L’Allemagne est-elle un partenaire privilégié pour promouvoir les projets de la présidence française de l’Union Européenne ?

La présidence française de l’Union Européenne s’approche. Peut-être cette présidence sera-t-elle la dernière à plein temps pour la France avant que les nouvelles modalités du Traité de Lisbonne entreront en vigueur.

Tandis que la présidence allemande avait pour l’objectif de relancer la discussion sur un nouveau traité pour l’Union Européenne, la présidence française pourrait maintenant aborder des questions de fonds si le référendum en Irlande permettrait la ratification du Traité de Lisbonne. Effectivement, les objectifs de la présidence française s’affichent déjà en nombre de six : l’énergie et le climat, la défense commune, le bilan de la santé de la PAC et ainsi l’avenir de la politique agricole commune, l’immigration, l’application du Traité de Lisbonne avec la nomination du Président du Conseil Européen, le Haut Représentant de la Politique Etrangère et l’Union pour la Méditerranée. Néanmoins, les propositions précises se font encore attendre malgré des travaux préparatoires à tous les niveaux. Le travail de coordination entre les parlementaires, les chefs d’états et les chefs de gouvernement avant juillet sera effectivement important pour que l’Union Européenne avec ses 27 états-membres puisse enfin avancer sur les priorités françaises. Mais est-ce qu’il y aurait une position commune du couple franco-allemand sur les priorités françaises au cours du deuxième semestre 2008 ?

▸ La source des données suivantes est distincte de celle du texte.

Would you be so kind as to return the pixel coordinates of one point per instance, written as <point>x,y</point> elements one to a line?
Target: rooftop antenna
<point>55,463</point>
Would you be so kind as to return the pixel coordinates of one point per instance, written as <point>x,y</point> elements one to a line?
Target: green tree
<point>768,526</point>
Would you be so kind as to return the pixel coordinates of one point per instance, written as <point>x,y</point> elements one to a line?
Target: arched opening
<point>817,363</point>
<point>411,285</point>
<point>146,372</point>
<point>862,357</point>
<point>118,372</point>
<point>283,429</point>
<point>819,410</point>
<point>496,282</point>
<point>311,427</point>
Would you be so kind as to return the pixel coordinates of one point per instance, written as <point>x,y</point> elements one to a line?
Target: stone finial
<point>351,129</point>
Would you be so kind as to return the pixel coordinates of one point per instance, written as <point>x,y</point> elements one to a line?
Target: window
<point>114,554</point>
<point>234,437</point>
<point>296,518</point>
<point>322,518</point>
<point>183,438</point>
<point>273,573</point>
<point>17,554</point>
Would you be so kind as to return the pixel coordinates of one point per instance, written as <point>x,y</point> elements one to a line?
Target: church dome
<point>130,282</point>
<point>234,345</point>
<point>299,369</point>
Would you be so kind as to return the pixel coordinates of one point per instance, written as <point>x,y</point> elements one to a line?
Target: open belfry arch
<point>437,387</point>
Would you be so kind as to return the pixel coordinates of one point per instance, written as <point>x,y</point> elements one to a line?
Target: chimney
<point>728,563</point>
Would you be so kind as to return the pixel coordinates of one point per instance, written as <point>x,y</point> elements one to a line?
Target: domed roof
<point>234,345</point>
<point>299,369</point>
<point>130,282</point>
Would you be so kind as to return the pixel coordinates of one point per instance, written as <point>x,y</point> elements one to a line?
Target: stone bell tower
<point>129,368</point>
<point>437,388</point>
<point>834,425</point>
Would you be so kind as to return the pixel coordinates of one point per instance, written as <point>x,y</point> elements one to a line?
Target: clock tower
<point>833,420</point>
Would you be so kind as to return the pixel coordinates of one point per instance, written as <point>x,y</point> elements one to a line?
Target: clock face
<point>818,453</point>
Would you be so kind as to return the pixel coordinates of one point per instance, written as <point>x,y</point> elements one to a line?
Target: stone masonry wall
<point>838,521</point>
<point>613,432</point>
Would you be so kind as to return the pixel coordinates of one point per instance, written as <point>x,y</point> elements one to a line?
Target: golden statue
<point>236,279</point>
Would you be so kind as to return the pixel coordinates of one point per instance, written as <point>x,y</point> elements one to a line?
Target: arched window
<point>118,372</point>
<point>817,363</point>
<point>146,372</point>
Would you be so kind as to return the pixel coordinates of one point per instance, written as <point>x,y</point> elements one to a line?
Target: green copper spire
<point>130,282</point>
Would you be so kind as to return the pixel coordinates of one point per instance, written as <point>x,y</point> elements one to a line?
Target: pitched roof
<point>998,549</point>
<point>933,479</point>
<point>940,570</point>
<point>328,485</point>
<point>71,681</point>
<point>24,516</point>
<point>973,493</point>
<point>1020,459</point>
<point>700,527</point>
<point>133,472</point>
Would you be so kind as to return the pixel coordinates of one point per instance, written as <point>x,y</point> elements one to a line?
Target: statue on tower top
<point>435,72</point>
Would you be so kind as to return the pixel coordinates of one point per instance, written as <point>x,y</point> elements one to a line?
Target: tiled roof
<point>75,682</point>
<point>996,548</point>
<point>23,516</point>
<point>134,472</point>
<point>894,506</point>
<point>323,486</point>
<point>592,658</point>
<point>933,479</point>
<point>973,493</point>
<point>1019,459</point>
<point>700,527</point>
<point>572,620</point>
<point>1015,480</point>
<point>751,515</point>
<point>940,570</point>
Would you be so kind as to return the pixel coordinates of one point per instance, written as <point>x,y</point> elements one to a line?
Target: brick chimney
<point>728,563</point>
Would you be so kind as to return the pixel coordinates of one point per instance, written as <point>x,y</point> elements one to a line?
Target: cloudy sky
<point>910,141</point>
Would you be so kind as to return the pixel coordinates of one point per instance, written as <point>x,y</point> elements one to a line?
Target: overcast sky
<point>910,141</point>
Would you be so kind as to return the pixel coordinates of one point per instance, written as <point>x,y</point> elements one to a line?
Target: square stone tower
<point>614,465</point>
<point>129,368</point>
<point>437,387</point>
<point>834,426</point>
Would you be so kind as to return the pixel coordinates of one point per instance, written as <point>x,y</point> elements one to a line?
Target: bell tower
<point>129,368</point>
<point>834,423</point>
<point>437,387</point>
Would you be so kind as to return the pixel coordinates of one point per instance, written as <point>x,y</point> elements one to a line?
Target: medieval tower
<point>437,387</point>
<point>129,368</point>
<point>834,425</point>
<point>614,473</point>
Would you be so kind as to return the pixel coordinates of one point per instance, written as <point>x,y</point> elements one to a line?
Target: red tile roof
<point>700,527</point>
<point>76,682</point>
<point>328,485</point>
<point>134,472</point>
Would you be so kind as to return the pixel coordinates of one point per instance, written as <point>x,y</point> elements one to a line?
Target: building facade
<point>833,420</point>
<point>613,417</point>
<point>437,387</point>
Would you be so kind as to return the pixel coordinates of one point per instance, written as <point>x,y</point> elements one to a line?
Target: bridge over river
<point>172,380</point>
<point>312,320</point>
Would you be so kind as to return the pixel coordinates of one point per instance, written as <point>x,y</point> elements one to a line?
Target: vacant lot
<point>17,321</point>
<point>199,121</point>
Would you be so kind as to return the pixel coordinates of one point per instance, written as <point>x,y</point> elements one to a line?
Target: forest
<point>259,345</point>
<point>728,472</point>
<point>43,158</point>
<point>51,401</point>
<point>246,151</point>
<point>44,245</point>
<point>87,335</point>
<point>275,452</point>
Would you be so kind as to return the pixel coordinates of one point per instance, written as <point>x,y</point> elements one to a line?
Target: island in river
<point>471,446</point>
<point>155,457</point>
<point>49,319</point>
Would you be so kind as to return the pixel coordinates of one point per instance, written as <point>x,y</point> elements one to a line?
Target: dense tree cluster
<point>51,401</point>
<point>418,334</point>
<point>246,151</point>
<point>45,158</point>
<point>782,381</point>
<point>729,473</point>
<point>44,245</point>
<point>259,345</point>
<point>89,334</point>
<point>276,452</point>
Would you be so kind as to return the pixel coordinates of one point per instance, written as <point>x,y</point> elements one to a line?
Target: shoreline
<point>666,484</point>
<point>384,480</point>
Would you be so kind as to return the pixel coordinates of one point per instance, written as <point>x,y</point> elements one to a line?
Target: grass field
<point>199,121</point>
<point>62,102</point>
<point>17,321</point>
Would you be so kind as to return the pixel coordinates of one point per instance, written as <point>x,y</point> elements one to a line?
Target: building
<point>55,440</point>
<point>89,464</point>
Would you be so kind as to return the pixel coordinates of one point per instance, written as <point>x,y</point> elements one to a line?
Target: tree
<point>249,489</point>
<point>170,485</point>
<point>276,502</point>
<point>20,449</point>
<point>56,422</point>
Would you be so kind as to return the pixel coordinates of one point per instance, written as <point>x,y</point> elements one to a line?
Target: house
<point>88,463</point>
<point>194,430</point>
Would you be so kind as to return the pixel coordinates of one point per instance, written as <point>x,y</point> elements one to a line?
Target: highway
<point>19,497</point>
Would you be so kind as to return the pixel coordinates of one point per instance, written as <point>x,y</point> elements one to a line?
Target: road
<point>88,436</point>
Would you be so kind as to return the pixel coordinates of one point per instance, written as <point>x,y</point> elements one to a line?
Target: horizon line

Selon Charles Grant du Centre for European Reform, un think-tank situé à Londrès « The Germans number one rule is no surprises, and Sarkozy keeps springing surprises. » Par conséquent, une coopération franco-allemande qui prendra en compte le goût d’organisation et de coordination précoce des Allemands est indispensable pour éviter un nouveau blocage. Le projet de l’Union pour la Méditerranée a déjà fait preuve d’un tel blocage en raison des démarches unilatérales. Si la démarche française s’inscrirait dans une autre logique différente celle autour de l’Union pour la Méditerranée, l’Allemagne pourrait devenir un partenaire privilégié sur les dossiers défense, l’immigration et l’application du Traité de Lisbonne. Le dossier d’énergie et de climat se heurte à la décision de la sortie du nucléaire – une décision qui ne sera pas remise en question ouvertement avant 2009 en Allemagne. De même, l’essai de lancer déjà les discussions sur l’avenir de la PAC est pris en compte sur le côté allemand mais les avis à Berlin et à Paris resteront peut-être divergents sur le dossier de l’agriculture commune.

Les priorités s’affichent ainsi dans des nombreux domaines ce qui fait surgir un scepticisme propice aux Allemands: les objectifs pour la présidence françaises sont-elles trop ambitieuses ? Est-ce que une telle variété de priorités permettrait-elle d’avancer sur le fonds ? Dans cette perspective, il reste rassurant que les relations franco-allemandes ne se fassent pas seulement au niveau de chefs d’états et de gouvernement – un travail a été déjà commencé qui ne fait pas la une en comparaison avec le couple médiatisé Merkel-Sarkozy. Néanmoins, au moment où les précisions sur les priorités françaises ne sont pas encore clairement affichées, l’Allemand restera sceptique et anxieux.